Flavio Pirini ha tenuto banco incontrastato nei giovedì milanesi, per tre stagioni consecutive, con lo spettacolo ANNI ’10 – circa intorno quasi teatro canzone, ospitando ogni settimana artisti del mondo della canzone e del cabaret (circa centoventi nomi, tra cui Cochi Ponzoni, Banda Osiris, Flavio Oreglio, Alberto Patrucco, Diego Parassole). Uno spettacolo che fin dal titolo dichiarava le radici di questo cantautore, radici musicali e teatrali, coniugate al meglio dal cabaret milanese nato negli anni sessanta da artisti quali Enzo Jannacci, Cochi e Renato, e il Giorgio Gaber inventore di quella forma di teatro che unendo canzoni e monologhi lui stesso definirà Teatro Canzone.

Oggi, dopo aver calcato i palcoscenici con importanti e diversi spettacoli musicali – teatrali, Pirini si presenta con un lavoro puramente cantautorale, un disco di canzoni, dove però i contenuti si rifanno a quella forma di cabaret, canzoni dove sono sempre presenti l’ironia e lo scherzo, usati però non solo per pura comicità, ma anche per far riflettere su argomenti importanti. Come dice di se stesso, Pirini scrive canzoni serie anche allegre e canzoni comiche anche amare, impresa spesso difficile, in cui aiuta una buona dose di autoironia. Parte quindi col piede giusto l’artista milanese, ironizzando già dal titolo del disco sulla pretesa di far canzoni serie (Questa è una canzone di spessore, anche se fino a qui non si è detto niente, ma basta mettere un accordo minore, oppure il bar, per darle il giusto ambiente). Il brano title track, un rock blues guidato da una bella chitarra elettrica, colpisce la pretesa trasgressività di molti colleghi che finisce poi spesso per diventare il più classico dei conformismi. Pirini conosce l’arma dell’ironia molto bene (i 40 secondi di punk di A me non interessa sono irresistibili), ma le cose funzionano al meglio quando i temi si fanno seri, quando si tratta di indagare su temi sensibili, che toccano i diritti individuali delle persone. Così in La mia famiglia, un veloce funk rock, si indaga sul  concetto di famiglia come oggi è nella realtà, e su quello che invece una certa morale comune vorrebbe imporre, mentre in Testamento, un brano intenso e teso, l’autore riesce ad originale trattando il difficile tema dell’eutanasia come atto estremo di libertà dell’individuo.

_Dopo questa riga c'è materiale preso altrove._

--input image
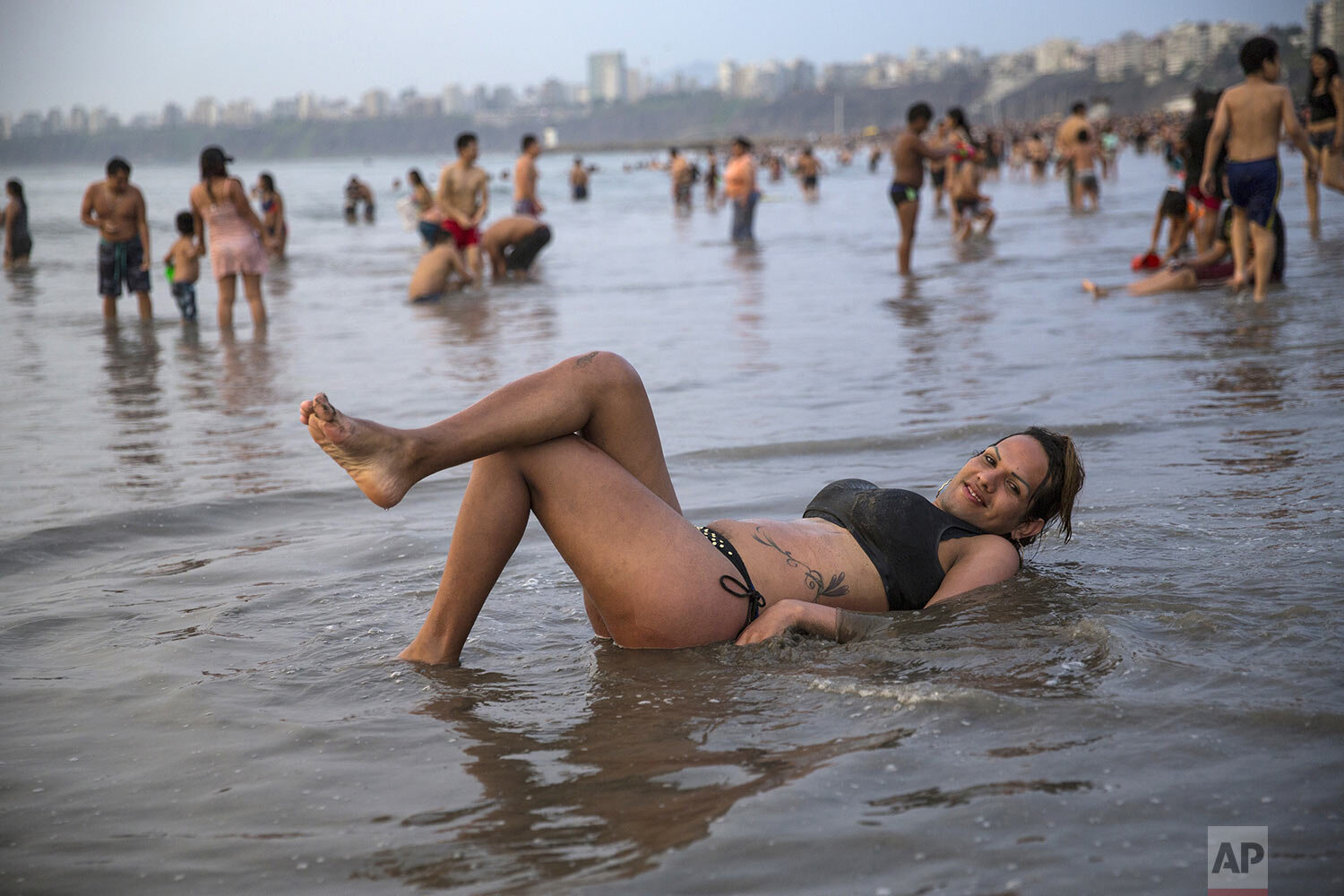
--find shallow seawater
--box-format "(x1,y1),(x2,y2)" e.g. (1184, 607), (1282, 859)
(0, 154), (1344, 895)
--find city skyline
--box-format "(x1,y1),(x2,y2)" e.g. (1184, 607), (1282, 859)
(0, 0), (1304, 121)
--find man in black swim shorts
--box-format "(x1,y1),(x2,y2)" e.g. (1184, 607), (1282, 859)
(80, 157), (153, 320)
(890, 102), (952, 274)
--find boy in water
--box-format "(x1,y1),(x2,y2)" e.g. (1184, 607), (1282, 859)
(1199, 38), (1317, 302)
(892, 102), (952, 274)
(164, 211), (204, 321)
(948, 148), (995, 243)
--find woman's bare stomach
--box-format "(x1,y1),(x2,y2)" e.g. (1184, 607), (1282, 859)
(710, 519), (887, 613)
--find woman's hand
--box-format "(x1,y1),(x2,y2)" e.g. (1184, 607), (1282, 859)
(734, 600), (811, 646)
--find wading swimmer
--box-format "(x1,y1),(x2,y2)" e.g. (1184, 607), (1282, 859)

Il lato più leggero e (auto)ironico emerge in Canzone rara, un valzer, molto gaberiano nel suo intercalare strofe cantate e dialogo parlato, in Caramella, esempio di leggerezza e grande musica, con un ottimo assolo di chitarra finale, e nel funky jazz Ho un sacco di difetti. Un lavoro che si fa apprezzare anche per l’aspetto musicale, capace di passare dall’atmosfera quasi notturna, da jazz club, che fa da sfondo alla malinconia di Dopo l’estate, al pop leggero di A vent’anni, dallo swing di Canzone degli assenti (elenco di cose che c’erano e non ci sono più), impreziosita da un bel violino, allo slow jazz di Nessuno può, per chiudere con i ritmi in levare di Reggae, dove la musica fa da contraltare ad un testo intimo e profondo.